We often mistakenly attribute the protestant schism from the Catholic Church as being caused by frustrations with papal corruption and an unwillingness of sovereign rulers to submit to the church’s power. While these concerns certainly encouraged the spread of Protestantism, it cannot be said that Martin Luther risked life, limb, and his eternal soul because he was upset that the Vatican was taking bribes. Matters of power and administration could be resolved internally—they always had been. Luther’s contention with the church was doctrinal. He was calling into question old, foundational beliefs which to correct would have required an undoing of orthodoxy dating back to the first council of Nicaea. Specifically, Luther challenged the church on the matter of predestination. If we are to presume that God is all-powerful and all-knowing then we must also acknowledge that God has absolute control over the universe and is the facilitating factor behind all causes and effects. This would also mean that human beings, as creations of God, must, at all times, adhere to His will, whether acting morally or immorally. Therefore, the Catholic Church’s stance on free will and its view that salvation was a thing that people achieved through good deeds and obedience had to be invalid. Luther maintained that people were already saved. As an act of grace, God had sacrificed his only son to save mankind. The only moral decision one had to make was either accepting this grace through faith in God or rejecting it. John Calvin went further, discarding the moral decision altogether. He posited in his clear, forceful way that God makes some men fit for salvation and destined for it, while for others he makes it an impossibility: “All are not created on equal terms, but some are preordained to eternal life, others to eternal damnation; and, accordingly, as each has been created for one or other of these ends, we say that he has been predestinated to life or to death.” (Institutes of the Christian Religion, 1564)

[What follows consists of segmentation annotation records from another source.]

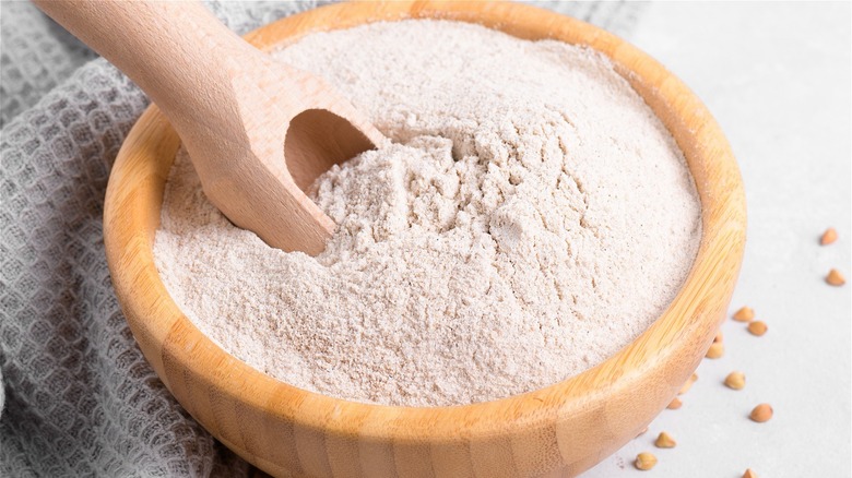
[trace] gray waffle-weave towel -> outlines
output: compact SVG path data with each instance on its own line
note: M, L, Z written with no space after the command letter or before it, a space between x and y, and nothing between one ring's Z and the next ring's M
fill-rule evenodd
M628 36L643 7L541 2ZM246 33L301 2L209 2ZM102 240L147 100L28 2L0 2L0 476L247 476L171 397L121 314Z

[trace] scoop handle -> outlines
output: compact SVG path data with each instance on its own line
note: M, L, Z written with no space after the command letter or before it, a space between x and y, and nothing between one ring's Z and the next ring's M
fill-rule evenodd
M223 107L236 107L228 72L235 62L262 55L198 1L34 3L130 76L181 138L212 123L211 117L226 119Z

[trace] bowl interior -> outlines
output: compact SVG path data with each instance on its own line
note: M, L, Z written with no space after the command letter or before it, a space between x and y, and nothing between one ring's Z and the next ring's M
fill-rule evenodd
M571 473L584 469L647 426L712 340L745 241L745 201L736 163L707 108L658 62L604 31L536 8L484 2L335 4L283 19L246 38L270 50L310 32L409 17L474 22L520 38L590 46L613 60L660 117L695 178L703 232L682 290L650 328L603 363L564 382L464 406L367 405L276 381L201 334L159 279L153 240L179 140L154 106L128 136L107 190L105 242L117 296L140 348L181 405L217 439L267 470L329 475L333 467L312 462L312 447L332 456L335 446L348 450L351 442L358 443L356 455L366 453L365 442L392 444L390 451L376 449L370 454L390 454L398 467L421 459L415 456L417 446L429 444L430 450L446 452L440 457L431 453L434 469L442 466L436 463L455 463L457 445L470 456L488 450L495 463L502 462L493 451L508 446L517 475L557 465ZM412 453L411 459L400 457L404 450ZM468 461L471 466L490 466L482 458Z

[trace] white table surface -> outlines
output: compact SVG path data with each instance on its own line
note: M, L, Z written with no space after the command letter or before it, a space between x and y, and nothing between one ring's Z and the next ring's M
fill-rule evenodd
M748 239L731 310L769 332L723 325L726 352L705 359L678 410L584 477L850 477L852 283L852 8L850 3L652 3L629 40L678 75L725 131L742 169ZM833 226L840 239L820 247ZM733 370L747 384L722 385ZM774 417L755 423L758 403ZM667 431L677 441L659 450ZM637 453L659 458L632 467Z

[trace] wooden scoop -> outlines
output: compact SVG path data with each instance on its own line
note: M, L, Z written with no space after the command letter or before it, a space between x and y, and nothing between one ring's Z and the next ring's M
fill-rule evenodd
M334 223L304 191L387 141L346 99L272 60L199 2L35 3L156 103L228 219L272 247L322 252Z

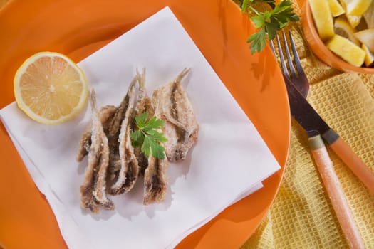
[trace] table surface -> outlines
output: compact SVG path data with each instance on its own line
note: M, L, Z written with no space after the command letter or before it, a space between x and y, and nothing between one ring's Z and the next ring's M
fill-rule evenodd
M6 1L0 0L0 7ZM296 13L301 16L304 0L293 2ZM291 23L287 28L296 39L311 84L308 100L374 171L374 75L343 73L326 65L308 51L300 22ZM328 151L365 248L374 248L374 195L333 152ZM21 223L22 217L19 218ZM24 229L25 236L33 235L26 233L31 230L30 228ZM63 243L57 226L46 229L56 235L41 240L58 240ZM316 171L306 134L294 120L279 191L257 231L242 246L258 248L348 248Z

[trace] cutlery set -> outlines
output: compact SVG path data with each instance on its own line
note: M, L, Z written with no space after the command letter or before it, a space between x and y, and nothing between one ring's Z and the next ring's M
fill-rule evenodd
M353 248L363 248L363 243L338 176L333 169L324 142L373 194L374 194L374 173L353 152L349 145L326 124L306 100L309 90L309 82L301 66L291 31L289 32L289 44L291 44L294 54L293 58L286 33L283 32L282 36L286 60L284 55L279 36L276 35L276 37L280 65L289 95L291 114L307 132L310 147L317 169L347 242ZM272 41L270 41L270 46L276 58L276 52Z

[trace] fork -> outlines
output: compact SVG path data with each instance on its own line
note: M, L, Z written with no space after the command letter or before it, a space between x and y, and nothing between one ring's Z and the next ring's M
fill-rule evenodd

And so it is from belief in strict predestination that the Doctrine of Visible Saints arises. As a moral system, this can be highly problematic. It erases ethical responsibility and the role of human will in individuals’ own lives. It justifies one’s success even if it comes at the expense of others and removes the obligation of charity as a means of redistribution. Perhaps most troublesome, it equates positive fortune with moral purity and misfortune with wickedness. The believer is made to accept that when bad things happen to good people, somehow the sufferer deserves it. It does not matter if the individual is good, their poor fate was predetermined and is independent of their worldly deeds.

I myself am areligious and do not have a position on the subject that could result in belief—though it is tempting to make one. I approach this debate more as a philosophical paradox. Still, I think it’s interesting to see how these shifts in doxa influence society and shape ethical values. The Doctrine of Visible Saints never totally disappeared. The rise of Methodism and subsequent spiritual revivals re-emphasizing good works and generosity have since offered some counterweight, but the tradition is still woven into the fabric of most protestant Christianity. We see it resurrected by the evangelical churches and the Church of the Latter-day Saints in the form of prosperity theology. It’s become a cornerstone of the evangelizing mission—and one can see why. They are offering an excellent value proposition: God wants you to be rich and happy, but you have to accept His grace so that He can get into your life and make it happen. More than any other message, the prosperity promise seems to resonate with people the most. It’s built mega churches and has made millionaires out of glad-handing salespriests. It’s ushered Christianity into the era of mass culture. To think, it was a doctrine derived from predetermines that did it. Of course, the part about how some people are pre-ordained to fail is usually left out of the sermons. In the prosperity gospel, everyone has a place the table. Whether it makes sense theologically is beside the point. It’s an optimistic message that everyone can get behind.